Les retours négatifs sur un collaborateur sont aussi plus difficiles à aborder. Si l'honnêteté fonctionne bien en petit comité, difficile de l'appliquer autant en public. Rare sont ceux qui osent aller à contre-courant du groupe, car être celui qui est contre une augmentation peut être mal vue.

Bref, on a commencé à voir des fissures dans le système, et il était temps de s'y attaquer avant que les choses n'empirent : les rémunérations sont un sujet trop sensible pour laisser trainer ce chantier !

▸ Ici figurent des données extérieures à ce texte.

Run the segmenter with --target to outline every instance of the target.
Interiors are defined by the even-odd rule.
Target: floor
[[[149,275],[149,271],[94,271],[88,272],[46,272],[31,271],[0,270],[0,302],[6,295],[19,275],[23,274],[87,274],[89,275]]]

Une nouvelle solution s'impose

Revoir le fonctionnement des rémunérations, ça ne s'improvise pas. J'ai donc passé pas mal de temps (comprendre, des mois) à me renseigner sur les décisions par consentement et l'intelligence collective avant de m'attaquer aux 3 grandes pistes suivantes :

  1. Des salaires basés sur une grille de compétences objective, la plus stricte et précise possible
  2. Des salaires basés sur l'expérience (nombre d'années à ce poste)
  3. Des salaires déterminés par l'intelligence collective

Pistes qu'on explorera dans de prochains articles à paraitre bientôt, parce que celui-ci est déjà bien assez long comme ça !


La FAQ

Vous avez des questions vis à vis de notre système de rémunération ? N'hésitez pas à me les poser par email ou sur mon post Linkedin.

"Quid des gérants ? L'équipe peut-elle discuter ouvertement de leurs rémunérations ?"

Excellente question ! La réponse est oui : jusqu'en 2023 nos rémunérations faisaient parties de l'enveloppe globale, débattues comme toutes les autres. Les discussions vis à vis de nos rémunérations étaient ouvertes et enrichissantes.

Toutefois ce système a tendance à ralentir l'évolution des "plus hautes rémunérations", nous sommes d'ailleurs les premiers coupables : nous avons longtemps laissé la priorité aux salariés afin de les fidéliser.

Combiné à des biais difficiles à faire disparaitre entièrement ("vous pouvez toucher des dividendes"), nos rémunérations ont fini par ne pas refléter notre valeur pour l'entreprise, avec le risque de démotivation voir de départ d'un ou de plusieurs associés.

Nous avons alors décidé de passer nos rémunération en "zone rouge" : toujours transparents, mais définis par la direction en dehors de toute enveloppe.

Les salariés étant au courant de nos rémunérations, nous sommes tenus d'être raisonnables, au risque de générer des tensions et des départs. Cette simplification est active depuis plus d'un an.